Public surface (signatures only — no new types)

pub struct LexicalRetriever { /* internal: holds an Arc<rusqlite::Connection> + IndexVersion */ }

impl LexicalRetriever {
    pub fn new(store: std::sync::Arc<kb_store_sqlite::SqliteStore>, index_version: kb_core::IndexVersion) -> Self;
}

impl kb_core::Retriever for LexicalRetriever {
    fn search(&self, query: &kb_core::SearchQuery) -> anyhow::Result<Vec<kb_core::SearchHit>>;
    fn index_version(&self) -> kb_core::IndexVersion;
}

Behavior contract

  • SQL pattern (read-only):
    SELECT
      f.chunk_id, f.doc_id,
      bm25(chunks_fts) AS score,
      snippet(chunks_fts, 3, '', '', '…', :snippet_words) AS snippet,
      c.heading_path_json, c.section_label, c.source_spans_json, c.chunker_version,
      d.workspace_path, d.title
    FROM chunks_fts f
    JOIN chunks c   ON c.chunk_id = f.chunk_id
    JOIN documents d ON d.doc_id = f.doc_id
    WHERE chunks_fts MATCH :match
    ORDER BY score
    LIMIT :k
    
    with score ASC because SQLite FTS5 returns negative bm25 (lower = better). Convert to a positive normalized score for SearchHit.retrieval.fusion_score: score = -bm25_raw / (1 + abs(bm25_raw)) (bounded ~[0,1]).
  • :match building: tokenize the query string conservatively (split on whitespace, escape FTS5 special chars, default to AND of terms; if the user supplied an explicit FTS5 expression, pass it through when wrapped in single quotes).
  • :snippet_words derived from config.search.snippet_chars / 4 (~chars-per-token estimate). Snippet length must not exceed snippet_chars characters.
  • SearchHit.citation constructed from chunks.source_spans_json first span:
    • LineCitation::Line { path, start, end, section: section_label }
    • PageCitation::Page { path, page, section: section_label }
    • other variants → forwarded as-is.
  • SearchHit.retrieval = RetrievalDetail { method: SearchMode::Lexical, lexical_score: Some(normalized), vector_score: None, fusion_score: normalized, lexical_rank: Some(rank), vector_rank: None }.
  • index_version() returns the IndexVersion configured at construction (e.g., "v1.0").
  • Filters (SearchFilters):
    • tags_any → join document_tags and add IN (:tags) condition
    • langdocuments.lang = :lang
    • path_glob → SQL LIKE with glob translated via globset
    • trust_min → ordered enum compare
  • Empty match string returns Ok(vec![]) (no error).
  • Determinism: same DB + same query → same Vec<SearchHit> order.

Storage / wire effects

  • Reads only.

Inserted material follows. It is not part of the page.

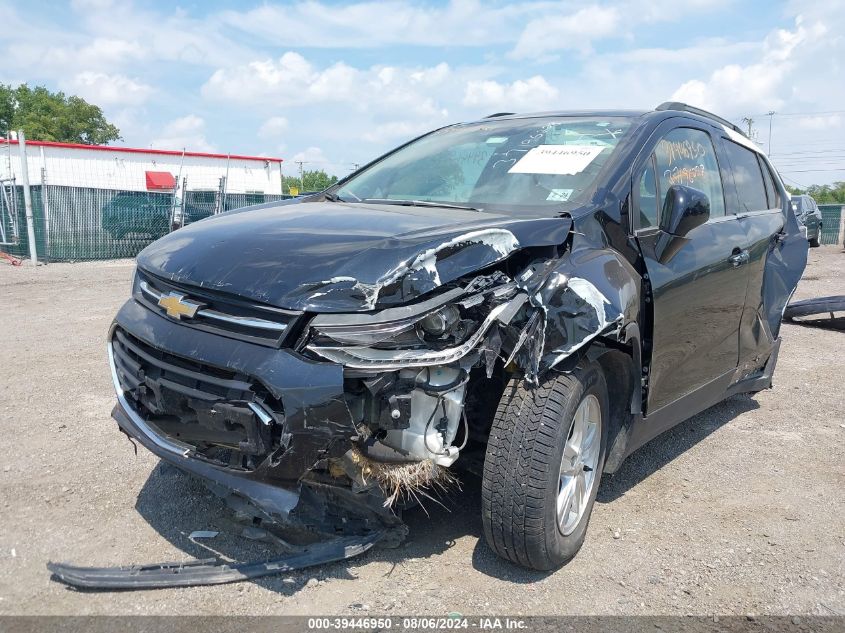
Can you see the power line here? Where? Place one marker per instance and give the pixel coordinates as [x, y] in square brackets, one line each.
[806, 171]
[789, 114]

Never mutates kb.sqlite.
  • Wire: Vec<SearchHit> serialized via wire schema search_hit.v1 when kb-cli --json is used.

Test plan

kind description fixture / data
unit empty corpus → empty Vec<SearchHit> tmp DB
unit single-doc corpus matches keyword and returns 1 hit with citation tmp DB seeded from fixtures/markdown/code-and-table.md
unit snippet length ≤ snippet_chars tmp DB
unit filter tags_any=["rust"] excludes docs without that tag tmp DB
unit citation line range round-trip equals chunk's source_spans first span tmp DB
unit bm25 normalization keeps top-1 score in (0, 1] tmp DB with 3 ranked chunks
determinism identical query twice produces identical hit order and scores tmp DB
snapshot Vec<SearchHit> JSON for fixed corpus stable fixtures/search/lexical/run-1.json

All tests under cargo test -p kb-search lexical.

Definition of Done

  • cargo check -p kb-search passes
  • cargo test -p kb-search lexical passes
  • No imports outside Allowed dependencies (cargo tree -p kb-search audit)
  • Output JSON conforms to docs/wire-schema/v1/search_hit.schema.json
  • PR links design §3.7, §0 Q3, §2.2

Out of scope

  • Vector search (p3-3).
  • Hybrid fusion (p3-4).
  • Reranker (P+).
  • Korean morphological tokenizer (P+).

Risks / notes

  • bm25 raw scores depend on FTS5 internals; the normalization formula chosen here is for display + RRF input. Avoid leaking raw bm25 to wire schema.
  • globset translation of path_glob: ensure * does not match / to avoid surprising matches.
  • SQLite FTS5 query string is sensitive to special characters (", ^, *, :, (, )); always escape unless the caller explicitly opted into FTS5 syntax.